La proprietà intellettuale del cono gelato, come la sovranità, appartiene al popolo. Dalla “cornucopia”, antico simbolo di abbondanza e fertilità, alle tracce di “coni di wafer” in pubblicazioni inglesi del 1770, fino all’aneddoto dell’Esposizione Universale di St. Louis del 1904: un gelataio resta senza piattini e in soccorso arriva un venditore arabo-siriano che adatta la sua “zalabia”, dolce persiano, e le dà forma di cono.
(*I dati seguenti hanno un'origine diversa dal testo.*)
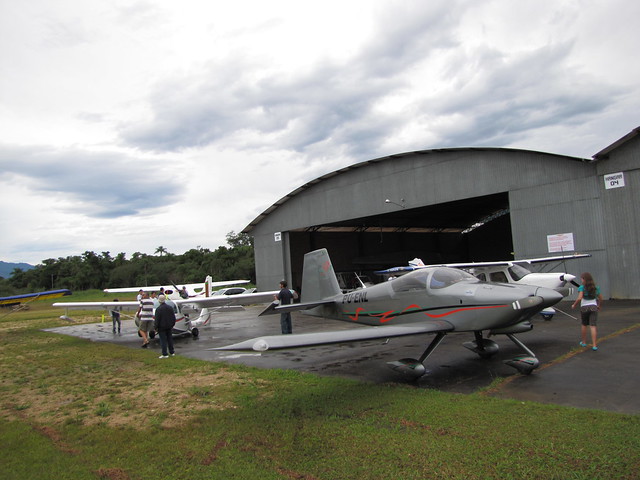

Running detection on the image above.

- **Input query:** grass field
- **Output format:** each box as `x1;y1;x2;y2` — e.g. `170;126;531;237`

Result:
0;293;638;479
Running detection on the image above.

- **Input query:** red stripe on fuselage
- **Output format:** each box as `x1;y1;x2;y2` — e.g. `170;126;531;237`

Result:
423;304;508;318
347;304;508;323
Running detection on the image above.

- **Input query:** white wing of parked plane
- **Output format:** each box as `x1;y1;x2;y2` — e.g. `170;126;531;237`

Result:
52;300;140;310
104;278;249;296
377;253;591;274
173;290;279;308
53;290;278;311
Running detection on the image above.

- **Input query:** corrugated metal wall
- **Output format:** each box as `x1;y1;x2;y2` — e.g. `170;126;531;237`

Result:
597;135;640;298
250;141;639;299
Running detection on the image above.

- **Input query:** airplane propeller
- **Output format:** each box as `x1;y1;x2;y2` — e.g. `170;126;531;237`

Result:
559;273;580;288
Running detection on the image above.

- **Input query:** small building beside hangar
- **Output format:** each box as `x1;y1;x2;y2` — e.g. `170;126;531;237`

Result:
243;127;640;299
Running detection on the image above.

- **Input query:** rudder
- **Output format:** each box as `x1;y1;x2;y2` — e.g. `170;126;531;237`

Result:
301;249;342;303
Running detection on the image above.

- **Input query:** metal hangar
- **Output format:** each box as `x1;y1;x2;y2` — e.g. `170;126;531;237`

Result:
243;127;640;299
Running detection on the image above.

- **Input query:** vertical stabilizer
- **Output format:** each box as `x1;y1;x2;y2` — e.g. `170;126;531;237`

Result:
205;275;212;297
301;249;342;303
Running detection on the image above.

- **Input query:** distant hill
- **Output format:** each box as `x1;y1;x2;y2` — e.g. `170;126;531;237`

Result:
0;261;34;279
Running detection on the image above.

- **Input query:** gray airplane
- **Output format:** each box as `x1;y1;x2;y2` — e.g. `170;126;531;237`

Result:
214;249;563;377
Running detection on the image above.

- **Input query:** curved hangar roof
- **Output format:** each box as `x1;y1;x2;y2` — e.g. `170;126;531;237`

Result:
242;147;589;234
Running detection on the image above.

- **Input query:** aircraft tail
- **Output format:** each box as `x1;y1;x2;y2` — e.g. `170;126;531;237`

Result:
301;249;342;303
205;275;212;297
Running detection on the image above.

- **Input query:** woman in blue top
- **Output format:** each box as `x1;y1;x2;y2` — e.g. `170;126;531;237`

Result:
571;272;603;351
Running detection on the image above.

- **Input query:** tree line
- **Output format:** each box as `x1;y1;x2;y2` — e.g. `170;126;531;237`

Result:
0;232;255;296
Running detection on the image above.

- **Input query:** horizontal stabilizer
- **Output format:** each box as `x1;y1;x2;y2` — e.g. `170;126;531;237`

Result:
210;322;453;352
258;300;335;316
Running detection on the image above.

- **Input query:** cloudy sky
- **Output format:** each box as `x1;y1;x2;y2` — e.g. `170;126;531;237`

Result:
1;0;638;265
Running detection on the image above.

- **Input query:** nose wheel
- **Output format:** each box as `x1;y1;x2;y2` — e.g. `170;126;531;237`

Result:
463;331;499;358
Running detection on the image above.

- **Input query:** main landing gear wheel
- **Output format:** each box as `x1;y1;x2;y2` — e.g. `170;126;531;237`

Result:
386;358;426;378
504;333;539;375
386;331;448;379
504;356;539;375
191;327;199;338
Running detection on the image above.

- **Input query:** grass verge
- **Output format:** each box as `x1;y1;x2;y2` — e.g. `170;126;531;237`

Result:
0;296;638;479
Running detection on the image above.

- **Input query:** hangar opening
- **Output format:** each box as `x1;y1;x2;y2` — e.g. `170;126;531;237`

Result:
287;192;512;288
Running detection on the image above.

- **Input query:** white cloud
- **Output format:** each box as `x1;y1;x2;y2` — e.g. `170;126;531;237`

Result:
0;0;638;264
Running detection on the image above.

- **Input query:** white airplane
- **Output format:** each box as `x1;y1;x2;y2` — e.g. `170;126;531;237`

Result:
53;286;278;338
214;249;563;377
375;253;590;320
103;275;250;300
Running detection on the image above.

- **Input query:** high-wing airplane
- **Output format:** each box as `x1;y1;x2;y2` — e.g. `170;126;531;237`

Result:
103;275;250;300
213;249;563;377
376;253;590;320
0;289;72;308
53;288;278;338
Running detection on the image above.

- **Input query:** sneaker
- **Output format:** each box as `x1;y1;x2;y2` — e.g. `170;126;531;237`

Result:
592;346;598;351
141;343;148;348
579;342;587;347
159;355;169;359
170;353;175;357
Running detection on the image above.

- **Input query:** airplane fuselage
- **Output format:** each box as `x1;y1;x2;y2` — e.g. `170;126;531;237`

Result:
319;267;562;332
467;265;576;296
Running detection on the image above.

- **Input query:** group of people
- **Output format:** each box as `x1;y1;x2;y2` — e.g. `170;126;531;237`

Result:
137;289;178;358
109;289;178;359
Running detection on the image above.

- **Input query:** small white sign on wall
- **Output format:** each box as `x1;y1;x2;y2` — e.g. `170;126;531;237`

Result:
547;233;575;253
604;172;625;190
274;232;282;242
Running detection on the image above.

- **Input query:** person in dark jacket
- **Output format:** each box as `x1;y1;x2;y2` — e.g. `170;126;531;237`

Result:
275;280;294;334
154;295;176;358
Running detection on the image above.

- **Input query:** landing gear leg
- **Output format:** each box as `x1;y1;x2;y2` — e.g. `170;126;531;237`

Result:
418;332;447;363
387;332;447;378
503;333;539;375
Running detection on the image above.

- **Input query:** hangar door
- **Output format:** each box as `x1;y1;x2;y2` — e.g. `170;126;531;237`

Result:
287;192;512;287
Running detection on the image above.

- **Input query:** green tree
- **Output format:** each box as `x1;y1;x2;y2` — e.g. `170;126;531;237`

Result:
2;230;256;294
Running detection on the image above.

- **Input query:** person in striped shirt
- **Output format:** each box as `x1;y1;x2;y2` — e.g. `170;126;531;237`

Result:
137;291;155;348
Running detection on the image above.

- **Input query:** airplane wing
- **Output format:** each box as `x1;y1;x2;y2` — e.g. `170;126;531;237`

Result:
173;290;279;308
0;289;72;306
53;290;278;311
52;300;139;310
376;253;591;274
104;279;250;294
375;261;516;274
211;321;454;352
519;253;591;265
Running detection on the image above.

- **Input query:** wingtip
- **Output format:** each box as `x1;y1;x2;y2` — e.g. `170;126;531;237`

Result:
210;338;270;352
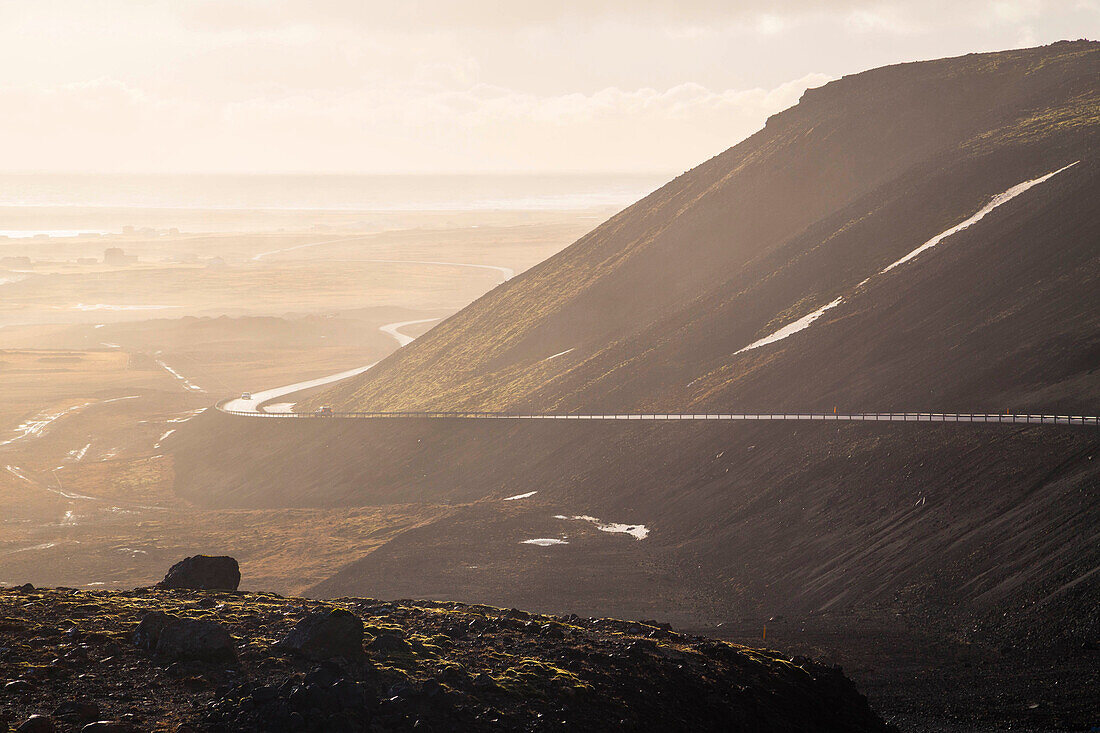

Ma la storia la segna chi ha l’ingegno e anche la prontezza di brevettare l’idea e questa è una storia tutta italiana ambientata, però, fra Regno Unito e Stati Uniti.
Il primo brevetto, infatti, è datato 3 giugno 1902 e attribuito ad Antonio Valvona, un italiano residente a Manchester che mise nero su bianco la sua invenzione: un “apparecchio per la realizzazione di tazze o piatti” di cialda, per creare contenitori edibili da riempire col gelato. Ma qualche tempo dopo, il 15 dicembre 1903, Italo Marchioni ottenne negli USA il brevetto n.746971 per un “apparecchio di stampaggio usato nella fabbricazione di tazze per gelato e simili”. In realtà parrebbe che Marchioni, già dal 1896, servisse gelato su cialde arrotolate, ma solo nel 1903 formalizzò l’idea avviando una produzione su vasta scala nel New Jersey per rifornire i carretti di gelato di New York e da lì rendere popolare il cono gelato in tutta la nazione.
Tanta popolarità destò curiosità e quando i due Antonio Valvona e Italo Marchioni, si incontrarono, notarono come le due invenzioni fossero, sostanzialmente, uguali. La disputa fra i due finì in tribunale e una corte, nel 1913, diede ragione a Valvona: quello di Marchioni risultava un plagio, essendo stato registrato successivamente. L’italiano di Manchester, quindi, incassò il verdetto positivo ma la fortuna sorrise a quello del New Jersey, nel mentre americanizzato in “Marchiony”, che riuscì a industrializzare la produzione di cialde e a imporsi sul mercato.